Quando a realidade vira imensidão!


A ausência dos pensamentos transforma a realidade em imensidão
Neste gigantesco vazio nos perdermos ou nos apoiamos em falsos pilares
Cada passo que se dar no deserto da solidão é como se um Oasis estivesse mais próximo
Cada vez que se estendem os pulsos em encontro às alucinações do desespero você se encontra com sombras falsas criadas pelas alucinações concretas das dores esculpidas pela solidão
A ausência dos pensamentos transforma a realidade em imensidão
É neste oceano que as lágrimas se tornam insignificante
Cada mergulho em busca de novidades te aproxima dos navios piratas afundados pelas munições de corações sem sentimentos
Cada vez que se estendem os braços rumo à superfície se lembra o quanto à vida é superficial
A solidão é um estado de compreensão que é difícil compreender
Muitos se perdem analisando o horizonte dos oceanos
E esquecem de olhar para o próprio cais que deveria ser o seu porto seguro
É como olhar a janela fechada em um dia nublado
Pode ser que de outro ângulo o sol esteja escondido atrás de nuvens cinza
Mas a ótica da vida sempre vai depende de suas próprias iniciativas e valores
A ausência dos pensamentos transforma a realidade em imensidão
E essa imensidão pode se tornar um jardim florido se você usar as sementes certas
Cada palavra ecoada pelo coração neste mar de desilusão escreve uma história sem fim na alma dos eternos desesperos por amor
Não adianta gritar por amor se o grito ecoado não for verdadeiro e reciproco
As vezes o silencio do coração calejado te levanta mais que um amor amargo e sem valor.

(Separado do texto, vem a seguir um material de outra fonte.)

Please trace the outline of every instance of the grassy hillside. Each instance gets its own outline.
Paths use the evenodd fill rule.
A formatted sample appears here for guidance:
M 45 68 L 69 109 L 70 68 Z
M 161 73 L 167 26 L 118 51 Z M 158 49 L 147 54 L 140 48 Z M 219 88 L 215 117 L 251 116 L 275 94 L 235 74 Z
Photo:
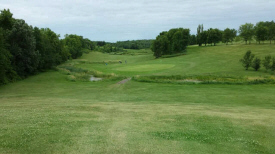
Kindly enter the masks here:
M 122 61 L 123 64 L 105 63 L 79 64 L 81 68 L 98 70 L 104 73 L 116 73 L 119 75 L 236 75 L 236 76 L 269 76 L 265 69 L 259 72 L 245 71 L 239 60 L 247 50 L 251 50 L 256 56 L 263 58 L 266 55 L 275 56 L 274 45 L 222 45 L 222 46 L 190 46 L 187 54 L 174 58 L 155 59 L 150 51 L 140 52 L 139 55 L 130 53 L 125 55 L 109 55 L 93 52 L 84 55 L 81 59 L 88 62 Z M 133 52 L 133 51 L 132 51 Z M 127 64 L 125 64 L 125 60 Z
M 249 49 L 261 57 L 275 56 L 273 48 L 194 46 L 186 55 L 161 59 L 147 50 L 92 52 L 64 65 L 126 77 L 258 78 L 273 75 L 264 69 L 245 71 L 238 61 Z M 1 86 L 0 153 L 275 151 L 274 84 L 117 84 L 120 80 L 72 82 L 68 75 L 50 71 Z

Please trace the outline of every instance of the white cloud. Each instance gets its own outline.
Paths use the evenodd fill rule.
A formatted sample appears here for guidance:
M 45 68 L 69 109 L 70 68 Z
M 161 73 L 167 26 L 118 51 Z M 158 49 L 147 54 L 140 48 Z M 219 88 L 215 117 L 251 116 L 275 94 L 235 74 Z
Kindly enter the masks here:
M 175 27 L 238 28 L 245 22 L 272 20 L 273 0 L 1 0 L 15 18 L 49 27 L 63 36 L 91 40 L 152 39 Z

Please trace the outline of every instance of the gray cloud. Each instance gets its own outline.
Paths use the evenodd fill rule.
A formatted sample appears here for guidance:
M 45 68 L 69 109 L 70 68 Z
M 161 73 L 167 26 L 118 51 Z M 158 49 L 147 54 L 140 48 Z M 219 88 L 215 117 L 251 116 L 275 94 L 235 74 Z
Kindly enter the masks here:
M 49 27 L 64 36 L 91 40 L 152 39 L 170 28 L 198 24 L 210 28 L 238 28 L 246 22 L 270 21 L 274 0 L 1 0 L 15 18 Z

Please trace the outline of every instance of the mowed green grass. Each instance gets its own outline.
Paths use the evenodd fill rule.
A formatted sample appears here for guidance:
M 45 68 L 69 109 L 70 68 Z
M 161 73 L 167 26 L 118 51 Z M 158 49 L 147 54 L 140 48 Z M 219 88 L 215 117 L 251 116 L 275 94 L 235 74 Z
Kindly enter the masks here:
M 127 64 L 68 63 L 125 76 L 272 75 L 235 64 L 248 48 L 274 55 L 273 46 L 238 45 L 163 59 L 93 52 L 82 59 Z M 0 153 L 275 152 L 275 85 L 117 82 L 72 82 L 49 71 L 1 86 Z

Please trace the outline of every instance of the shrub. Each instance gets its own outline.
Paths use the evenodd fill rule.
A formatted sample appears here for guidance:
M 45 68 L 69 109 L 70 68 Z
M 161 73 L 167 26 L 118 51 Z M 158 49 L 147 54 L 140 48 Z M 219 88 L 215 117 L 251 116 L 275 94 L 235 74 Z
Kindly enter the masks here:
M 261 68 L 261 59 L 256 57 L 252 62 L 252 67 L 255 71 L 258 71 Z
M 263 66 L 265 67 L 266 70 L 271 69 L 271 56 L 265 56 L 264 60 L 263 60 Z
M 250 50 L 248 50 L 242 59 L 240 59 L 240 62 L 242 62 L 243 67 L 248 70 L 249 67 L 252 65 L 252 61 L 254 59 L 254 56 Z

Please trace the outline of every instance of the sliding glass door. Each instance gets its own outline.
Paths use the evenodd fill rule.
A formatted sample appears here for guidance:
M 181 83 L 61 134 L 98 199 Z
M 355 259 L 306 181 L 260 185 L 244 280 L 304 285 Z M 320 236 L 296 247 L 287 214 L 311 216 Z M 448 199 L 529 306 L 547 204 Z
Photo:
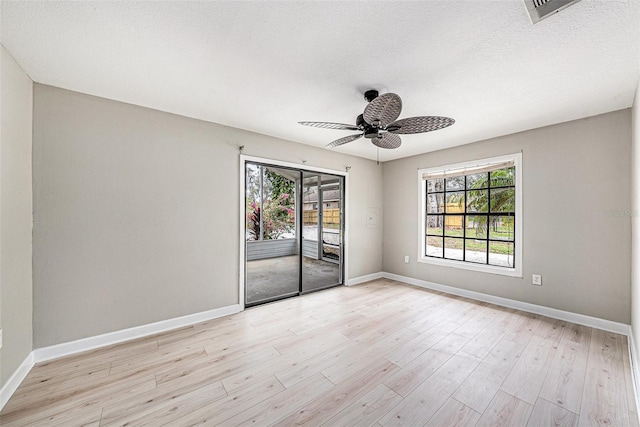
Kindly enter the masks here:
M 302 291 L 342 283 L 341 176 L 303 172 Z
M 245 305 L 342 284 L 343 182 L 245 164 Z
M 300 292 L 297 187 L 300 172 L 247 163 L 246 279 L 248 305 Z

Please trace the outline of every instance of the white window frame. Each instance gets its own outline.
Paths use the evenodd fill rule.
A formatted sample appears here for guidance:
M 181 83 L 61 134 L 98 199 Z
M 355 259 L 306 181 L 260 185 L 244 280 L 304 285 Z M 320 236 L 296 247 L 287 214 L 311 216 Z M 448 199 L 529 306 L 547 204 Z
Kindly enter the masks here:
M 516 210 L 515 210 L 515 248 L 513 268 L 500 267 L 495 265 L 476 264 L 468 261 L 450 260 L 444 258 L 428 257 L 425 253 L 426 217 L 427 217 L 427 180 L 423 179 L 424 174 L 446 173 L 448 171 L 469 170 L 490 166 L 492 164 L 513 162 L 515 166 L 515 190 L 516 190 Z M 420 205 L 418 206 L 419 235 L 418 235 L 418 262 L 432 265 L 439 265 L 463 270 L 480 271 L 484 273 L 500 274 L 504 276 L 522 277 L 522 153 L 509 154 L 498 157 L 491 157 L 481 160 L 456 163 L 438 167 L 418 169 L 418 188 Z

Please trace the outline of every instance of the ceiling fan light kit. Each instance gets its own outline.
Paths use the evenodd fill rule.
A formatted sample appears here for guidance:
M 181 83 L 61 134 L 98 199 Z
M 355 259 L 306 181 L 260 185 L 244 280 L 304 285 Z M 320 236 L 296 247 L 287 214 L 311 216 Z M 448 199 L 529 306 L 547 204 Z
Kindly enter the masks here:
M 327 144 L 328 148 L 339 147 L 363 136 L 378 148 L 393 149 L 402 144 L 398 134 L 431 132 L 455 123 L 449 117 L 418 116 L 398 120 L 402 111 L 402 99 L 395 93 L 378 94 L 375 89 L 364 93 L 368 102 L 364 112 L 356 118 L 355 125 L 330 122 L 298 122 L 304 126 L 323 129 L 354 130 L 355 135 L 345 136 Z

sábado, 9 de junho de 2012

Coração, razão e eternidade

Já que não posso me embriagar na saliva doce de seus lábios
Quero me afogar nas águas frias do rio chamado solidão
O amor não busca substituto
Quando é verdadeiro se guarda no peito mesmo que seja como uma eterna cicatriz desenhada com as agulhas finas da felicidade de momentos inesquecíveis

segunda-feira, 9 de abril de 2012

Solidão


Somente quem ama é capaz de compreender o real significado da solidão.
Sentir solidão é diferente de estar só.
Quando se esta só não se tem sonhos e nem esperanças
Quando se sente solidão é porque o coração esta aclamando por amor
Amor ao que esta longe
Amor ao que se faz ausente fisicamente
Amor aos sonhos de fortalecimento e crescimento
Solidão nada mais é que a saudade dilacerando um coração apaixonado
Que é colocado em prova a espera de carinhos e acumulados pelo tempo e pela distância

OBRIGADO !!! VIDA

domingo, 8 de abril de 2012

Medo: a construção de muralhas de areia













O ser dotado de força edifica uma muralha
Constrói fortalezas sólidas que é capaz de protegê-lo
Desta forma seus mais sombrios pensamentos permanecem intactos
E seu medo continua guardado de forma a evitar sua ruína
Sabe que paredes podem proteger seu tendão  e sua razão
E que não existem mundos invioláveis e nem solidez indestrutíveis
Que resistam ao poder de um sorriso proferido pelo coração
Ele é a chave que coloca em ruínas mundos e castelos
Somos ignorantes e menosprezamos o fato que a chave do mundo dos sonhos é algo tão simples
Somos  seres imprudentes transformando simples passos em infinitas cruzadas
Vasculhamos a perversão em busca de chaves esculturais mais vazias
Deixando-nos seduzir pela falsa realidade impregnada de futilidades
Dando espaço a um estar sem contemplação
Somente descobre o valor de um sorriso quem é capaz de ser líder de seu próprio castelo.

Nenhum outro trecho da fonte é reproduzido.